27 Oct
27Oct

I am not the only family member to be a life-long saver of papers and things. 

Recently, I tackled a top contender in the high hanging fruit department—letters my mum wrote to my sister in the two years leading up to my parents’ move more than 50 years ago from the USA back to England, their homeland, and the place where my sister was living. For, many reasons I won’t go into these letters are heartbreaking and painful to read (with some interesting tidbits and observations about me), but what I want to share here is my mum’s reported attempts to downsize. I say my mum because although my dad certainly participated in this process, he had no great attachment to stuff beyond his books, records, and family correspondence. The emotional burden, as well as much of the decision-making, was squarely with my mum. 

My parents lived in the USA for 18 years in three different houses, the last of which had three floors, a finished basement, and a large garage. To add to the challenge, at the time my mum needed to tackle this task she was not well. About a year and a half before the big move, the vision was that they would bring very little with them—just books, records, my mum’s art and other pictures, some linens, dishes and flatware, and the clothes they wanted to wear. They would “sell off” everything else and start over fresh. “I’ll feel like a bride starting a new house.” At the time, the dream included living in a warmer climate at least some of the year. My mum was very excited about exploring the shops in London for her new furnishings. 

Somehow this vision morphed over the next few months. Maybe visits to shops in London had revealed prices that were much higher than my mum remembered. Maybe they found that the market for their furniture and other possessions was poorer than they had expected. Maybe it was all too much like work, especially given my mum’s delicate condition. 

Not that they didn’t part with some things. 

My mum had taught art and drama over the years, producing elaborate costumes, scenery, and paper maché props and puppets, some of which her young students made. Although it caused her some distress to give away the giant dragon and the cow, she found a neighbor who had connections with organizations that would want these acting-related materials. Then Dad, who took pity on Mum, seeing her agony at parting with the fruits of her teaching labors, threw out all the art work done with kids and students. 

He also tackled the garage. There they found a trunk containing a bit of her mother’s wedding dress and her grandmother’s petticoats, my sister’s first baby blankets and a quilt that Mum had made. Leaks in the garage had ruined most of the contents, except for a few smocked dresses that Mum was going to rescue for my sister’s new baby. Had the move been a year later, I would happily have taken household items off her hands, but I was about to leave for my last year of college. So, the lovely woman who cleaned our house became the welcome conduit for some of these goods. Mum also gave her our clothes from when we were young (why did she still have these?) and many of the outfits she wore when she traveled with my dad. But it felt like “murder” to her having to part with these things. 

They managed to sell the piano they bought when I was seven and indicated my interest in having lessons to the representative from the moving company they’d hired. The same man would have bought three of Mum’s paintings, but she didn’t want to sell these much to Dad’s surprise. 

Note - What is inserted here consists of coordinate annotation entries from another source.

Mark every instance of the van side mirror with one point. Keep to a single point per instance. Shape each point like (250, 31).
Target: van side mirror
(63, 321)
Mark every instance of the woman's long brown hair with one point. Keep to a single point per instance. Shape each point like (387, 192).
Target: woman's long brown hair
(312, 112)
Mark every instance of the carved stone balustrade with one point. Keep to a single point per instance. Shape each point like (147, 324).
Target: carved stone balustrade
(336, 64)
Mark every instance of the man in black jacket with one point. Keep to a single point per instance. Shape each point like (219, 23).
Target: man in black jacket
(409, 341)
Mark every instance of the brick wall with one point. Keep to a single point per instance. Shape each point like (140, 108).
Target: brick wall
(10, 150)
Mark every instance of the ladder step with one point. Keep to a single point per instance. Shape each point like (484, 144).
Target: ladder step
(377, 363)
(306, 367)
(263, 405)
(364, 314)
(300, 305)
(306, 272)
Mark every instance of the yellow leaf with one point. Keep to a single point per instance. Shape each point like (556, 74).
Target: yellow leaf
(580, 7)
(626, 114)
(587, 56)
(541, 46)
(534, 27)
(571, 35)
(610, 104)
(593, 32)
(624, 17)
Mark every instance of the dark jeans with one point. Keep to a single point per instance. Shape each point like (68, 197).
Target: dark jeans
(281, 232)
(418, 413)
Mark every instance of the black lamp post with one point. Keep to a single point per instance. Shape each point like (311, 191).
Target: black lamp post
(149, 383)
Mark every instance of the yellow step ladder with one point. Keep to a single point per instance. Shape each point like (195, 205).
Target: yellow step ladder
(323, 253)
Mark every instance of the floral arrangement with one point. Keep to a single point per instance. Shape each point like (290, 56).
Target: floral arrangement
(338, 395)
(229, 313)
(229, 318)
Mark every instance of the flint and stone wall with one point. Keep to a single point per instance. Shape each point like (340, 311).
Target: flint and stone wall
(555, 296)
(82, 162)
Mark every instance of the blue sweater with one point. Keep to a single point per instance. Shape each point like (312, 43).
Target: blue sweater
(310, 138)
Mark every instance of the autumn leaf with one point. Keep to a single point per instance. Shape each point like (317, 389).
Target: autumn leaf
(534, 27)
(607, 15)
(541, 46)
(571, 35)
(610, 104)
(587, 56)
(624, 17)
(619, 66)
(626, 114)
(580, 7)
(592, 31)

The huge cedar closet on the third floor was deemed “frightening.” Two months before they moved, I sorted through my sister’s and my own things on this same third top floor. My mum described my efforts as “the most orderly chaos imaginable.” 

More than once, the letters to my sister offered the stern warning, “Don’t be a hoarder!” Her reaction when the junk removal people came to finish off the garage was, “How could we collect so much stuff?” She was  sick about it when she saw my sister’s old doll pram, all rusted. Mum thought that the clearing out would never end. 

But end, it did. And instead of the bare minimum, they sent across most of their furniture and a great deal more (see the cover image). I know because a year before Mum died and had to move to a nursing home, my sister and her family and I spent four solid weeks clearing out her possessions. In addition to what seemed like her complete American wardrobe of elegant suits and dresses that I doubt she ever wore once back in England, there was a large suitcase of marionettes made in the 1920s, puppets from American years, and her own childhood books, plus all the accumulation of 30 years living in the same apartment.  The clincher was the pair of matching yellow chintz bedspreads my sister and I had as children we found in the attic crawl space. 

This post is not meant to be a criticism. Far from it. My mum made a valiant effort at a difficult time of her life to make decisions about what was important to her.  I understand how hard it was, and I feel her pain, as I make my own choices. But there are lessons here, too—lessons my mum wanted me to learn. “Don’t be a hoarder!” But even as organized people, whose homes don't reveal it, she was, and I am a hoarder. It’s a hard mindset to change. She certainly never did. But she had neither the tools (scanner, camera, computer) nor the time to document her life as I do. In doing so and whittling away bit by bit, I do find it easier to let go of the things without losing the evidence of a life lived.